院子裏,鞦韆還在,小茶幾還在,茶幾上霖畫的那隻圓滾滾的兔子還在,被初五用一塊油布蓋著,怕被雨淋了。

“小廢物。”

“在。”

“我……”小雅的聲音很輕,輕到像是怕驚動什麽,“有點捨不得了。”

係統沉默了。

“捨不得這裏,”小雅伸出手,感受吹來的涼風,“捨不得鞦韆,捨不得工坊,捨不得初五她們,捨不得他。”

“主人……”

“我知道這是夢。我知道我遲早要回去。可是……”她的聲音哽了一下,“可是他現在就站在我麵前,他們每天跟我生活在一起……”

她低下頭,看著自己的手。

那雙手上全是繭子和疤痕,是刻刀留下的,是刨子留下的,是被木刺紮過、被砂紙磨過、被木屑劃過的痕跡。

小雅靠在窗框上,看著院子裏的鞦韆,看了很久。

“你說離開京城去玩幾天,”她忽然開口,“能去哪兒?”

係統的聲音立刻亮了起來:“主人你想通了?”

“你先說能去哪兒。”

“附近有個溫泉山莊,霖有產業在那裏!你可以跟他說想去泡溫泉,他不會拒絕的!”

小雅想了想,嘴角慢慢彎了起來。

“行。”

“真的?”

“嗯。

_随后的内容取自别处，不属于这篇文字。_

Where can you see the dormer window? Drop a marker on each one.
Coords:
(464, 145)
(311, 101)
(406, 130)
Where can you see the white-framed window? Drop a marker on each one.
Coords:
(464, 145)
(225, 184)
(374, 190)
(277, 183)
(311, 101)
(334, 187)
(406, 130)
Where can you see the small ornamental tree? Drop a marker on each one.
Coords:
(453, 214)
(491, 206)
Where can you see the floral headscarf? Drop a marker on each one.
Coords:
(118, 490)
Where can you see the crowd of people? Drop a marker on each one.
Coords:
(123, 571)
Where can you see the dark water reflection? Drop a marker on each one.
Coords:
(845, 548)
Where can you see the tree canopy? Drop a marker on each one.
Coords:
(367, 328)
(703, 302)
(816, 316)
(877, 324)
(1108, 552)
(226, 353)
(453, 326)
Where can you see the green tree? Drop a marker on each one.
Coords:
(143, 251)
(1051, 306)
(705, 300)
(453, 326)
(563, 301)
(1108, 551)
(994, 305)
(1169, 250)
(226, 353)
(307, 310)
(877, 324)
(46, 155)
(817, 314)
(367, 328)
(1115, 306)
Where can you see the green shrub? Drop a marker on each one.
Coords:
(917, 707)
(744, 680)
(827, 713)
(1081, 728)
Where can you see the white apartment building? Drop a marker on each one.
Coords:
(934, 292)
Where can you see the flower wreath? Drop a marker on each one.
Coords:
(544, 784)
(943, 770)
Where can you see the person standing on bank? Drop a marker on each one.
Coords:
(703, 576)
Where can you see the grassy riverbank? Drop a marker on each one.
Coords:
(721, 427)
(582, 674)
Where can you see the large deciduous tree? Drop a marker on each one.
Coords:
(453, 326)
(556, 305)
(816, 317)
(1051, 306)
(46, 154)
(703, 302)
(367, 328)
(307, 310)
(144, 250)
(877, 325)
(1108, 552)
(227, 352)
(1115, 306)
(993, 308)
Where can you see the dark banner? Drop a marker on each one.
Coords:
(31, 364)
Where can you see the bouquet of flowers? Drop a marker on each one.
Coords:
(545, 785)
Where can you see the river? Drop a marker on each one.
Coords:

等這批訂單做完,就去。”

“主人你太好了!”

“小廢物。”

“在!”

“你說得對。”小雅的聲音很輕,但很堅定,“我還能抱的住他,那就先當他是真的。”

她沒有說出口的後半句是:就算夢會醒,就算遲早要回去,至少現在——他在。

窗外,一片葉子從樹上落下來,旋轉著,旋轉著,落在鞦韆的座板上。

小雅看著那片葉子,笑了。

“初五!”她拉開門喊了一聲。

“王妃?”初五從迴廊那頭跑過來。

“去跟王爺說,下個月我要去泡溫泉,讓他安排一下。”

初五愣了一下,然後笑了,笑得眼睛彎彎的:“是,奴婢這就去!”

她轉身就跑,跑了兩步又回頭:“王妃,帶奴婢去嗎?”

“帶帶帶,都去!全院子都去!”

初五高興得差點蹦起來,一路小跑著往霖的書房去了。

小雅站在門口,看著初五跑遠的背影,嘴角彎著。

“主人,”係統的聲音帶著笑意,“你終於開竅了。”

“閉嘴。”

“我是說真的,你早該這樣了……”

“小廢物,你再說話我就把初五叫回來,讓她給你唱首歌。”

係統識趣地閉嘴了。

小雅轉身走回工坊,拿起刨子,繼續刨木板。

木屑飛起來,落在她的頭發上、肩膀上、袖子上。

她的嘴角一直是翹著的。

就像那個泥福娃娃一樣淺淺的掛著笑。